This is also shown in other ways:

The news of Omar's passing travels slowly. Bunk is quickly on the scene, communing one last time with the one mope with whom, over the course of these five seasons, he had built an understanding. But Chris and Snoop, for once, are in the dark, dreaming up new plans to catch their foe while he's already on a slab. At the Sun, Gus spikes a possible story (death by shooting of a 34-year-old male) in favour of a few paragraphs on a house fire. McNutty, meanwhile, is more interested in Bunk's other news – a warrant for the arrest of Chris Partlow – and how it might affect Lester's wire.

Note that this is in part inspired by a real-life event:

At first, I was a little annoyed that Omar’s death slipped through the cracks at the Sun in the same way that the killings of Prop Joe and Hungry Man did—yeah, I thought, we get it, the point’s been made: the folks at the Sun, even Gus, have no clue what’s really happening in Baltimore.

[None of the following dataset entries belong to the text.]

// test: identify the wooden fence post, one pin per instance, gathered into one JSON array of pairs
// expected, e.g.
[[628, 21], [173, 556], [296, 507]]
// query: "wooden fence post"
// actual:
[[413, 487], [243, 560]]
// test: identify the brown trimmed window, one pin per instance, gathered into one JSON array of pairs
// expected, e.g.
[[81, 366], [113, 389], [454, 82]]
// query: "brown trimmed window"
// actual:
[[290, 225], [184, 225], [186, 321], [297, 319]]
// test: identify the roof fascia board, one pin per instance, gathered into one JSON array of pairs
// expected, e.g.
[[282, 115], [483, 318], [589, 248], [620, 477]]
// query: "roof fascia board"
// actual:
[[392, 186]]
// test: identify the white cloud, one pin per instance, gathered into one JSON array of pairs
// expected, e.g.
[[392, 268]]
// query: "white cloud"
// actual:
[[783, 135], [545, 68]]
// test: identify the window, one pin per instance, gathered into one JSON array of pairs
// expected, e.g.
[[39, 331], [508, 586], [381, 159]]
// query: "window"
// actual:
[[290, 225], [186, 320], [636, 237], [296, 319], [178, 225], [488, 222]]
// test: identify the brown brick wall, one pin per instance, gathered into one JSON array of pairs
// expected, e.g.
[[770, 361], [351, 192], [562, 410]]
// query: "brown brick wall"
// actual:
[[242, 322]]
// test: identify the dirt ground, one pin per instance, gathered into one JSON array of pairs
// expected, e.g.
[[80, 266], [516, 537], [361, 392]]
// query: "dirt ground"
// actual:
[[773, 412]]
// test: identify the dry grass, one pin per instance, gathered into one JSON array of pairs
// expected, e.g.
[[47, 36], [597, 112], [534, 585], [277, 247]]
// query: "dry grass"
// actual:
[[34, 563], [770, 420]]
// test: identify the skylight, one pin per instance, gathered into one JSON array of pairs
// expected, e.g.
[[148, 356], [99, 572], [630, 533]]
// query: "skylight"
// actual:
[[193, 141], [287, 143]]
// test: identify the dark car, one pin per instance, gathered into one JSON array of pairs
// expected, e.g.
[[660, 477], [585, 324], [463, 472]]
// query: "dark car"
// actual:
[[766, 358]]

Upon further reflection, this made me realize something interesting: Simon admirably resisted the temptation to add a stand-in for himself to the fictional Sun staff—if he had, there would have been a reporter who knew full well what Omar’s death meant (in the behind-the-scenes book The Wire: Truth Be Told, Simon described the struggle he experienced when he fought his bosses — successfully — to be allowed to publish an obituary for the real-life Bubbles).


(It also shows how the system fails at all kinds of points.)